Completing Blacks’ Translation of Blacks to Whites in a Way Only a Literate White Could Do
So this HS Track stabbing murder is still on my brain. There is a YouTube channel which consists of Black twin brothers reacting to the passing scene. In effect, they are comedians who specialize in highlighting the constant, loud, but relatively small, tom foolery of the Black Community.
Most recently in this murder case, the attorney held a press conference. As the thing unfolded, the Twins began to recognize and highlight what anyone would recognize—that it was essentially a paid advertisement for some new johnny-come-lately BLM type group.
Here’s the particular additional factor that I, and only someone with my resume, can add to help even these Twins understand more fully what we all witnessed taking place.
The reason the attorney repeats the name of his organization four hundred times throughout the press conference is because the Black Community, as a group, is still operating on oral tradition. If his intended audience doesn’t memorize the name of the organization in that moment, he will never see it blossom into whatever he believes it should and can become.
I know, I know. You want to tell me that Whites or Western Civilization aims for memorability too. But that is not what I mean. What I mean is that when these things happen, we’re (literate Whites) watching Old Testament or pre-literate or illiteracy in action. They are not just “us” but “different”. They’re actually not us. They are actually different.

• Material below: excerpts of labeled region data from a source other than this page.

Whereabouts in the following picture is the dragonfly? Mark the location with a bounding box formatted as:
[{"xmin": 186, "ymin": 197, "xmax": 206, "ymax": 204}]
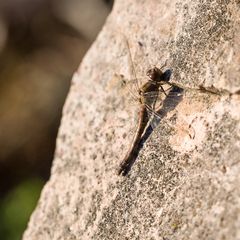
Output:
[
  {"xmin": 118, "ymin": 63, "xmax": 182, "ymax": 176},
  {"xmin": 117, "ymin": 38, "xmax": 183, "ymax": 176}
]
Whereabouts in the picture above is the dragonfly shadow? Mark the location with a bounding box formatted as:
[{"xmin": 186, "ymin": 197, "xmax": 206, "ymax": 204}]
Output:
[{"xmin": 142, "ymin": 86, "xmax": 184, "ymax": 142}]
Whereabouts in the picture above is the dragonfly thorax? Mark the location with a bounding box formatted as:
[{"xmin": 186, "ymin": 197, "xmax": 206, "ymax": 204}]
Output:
[{"xmin": 146, "ymin": 67, "xmax": 167, "ymax": 84}]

The reason I write this is I believe only once we understand this fact have we obtained the almighty truth without which we have no foundation from upon which to act.
How An Old Eagle Scout Gives A New Eagle Scout A Knife
I don’t really have a relationship with my nephew who is a graduating HS senior. Without directly asking my sister why she got him involved in Boy Scouts, I imagined the answer to be fairly obvious and plain: she saw how it helped me in life, both with enjoyment as a kid and professionally in acceptance into USAF Pilot Training and ability to complete it successfully.
Her son is riding fairly high right now, with several notable achievements under his belt, including Eagle Scout and acceptance into a unique college program. When I visited recently for his birthday, I directed the concept with him to knives, just for fun. I was surprised that he knew a bit about metals being used these days. He also surprised me by an earnest delivery of how he was super practical in being content with cheap knives that got the job done. Being the uncle who was consistently tardy or absent on birthdays and Christmas his whole life, I figured I would take a moment and a rare handful of cash and get him a knife he would never buy for himself—and likely never use. I also wanted it to be one that he would forever associate positively with Uncle Pete.
To my shock and dismay, when he finished opening the gift, my sister and mom took turns nastily cautioning him about the dangers of bringing it to school. Essentially they warned him that he would lose many opportunities that are available to him today over such a thoughtless mistake. They both then looked at me with apprehension, bordering on respect, a kind of, “I hope you know what you’re doing” attitude. I credit them for not “disagreeing” or “revoking” the gift.
Keep in mind, this was only a week or two before the black kid murdered the white kid with a knife.
How did I, the Eagle Scout uncle, caution the newly armed man?
Later, and one-on-one, I homilized, “I had no idea that your mom and grandma would react like that.” This opening keeps me credible and trustworthy. “On the topic, I just want to say this.” This establishes that the sermon is brief and likely worthy. “I got you the knife partly because of all these recent achievements of yours.” This is a compliment; hard to not like a compliment. “But please know that if you were to do something stupid like ignore reality and bring it to school, besides the consequences, by my thinking, it would mean that all the achievements were counterfeit.” This was the respectful and powerful punchline.
He blushed hard and seemed hurt.
Then he shed any maturity he had just revealed unintentionally, if winsomely, and smiled and nervously giggled in what I supposed must be counted as a teenager’s acknowledgment of unsolicited guidance.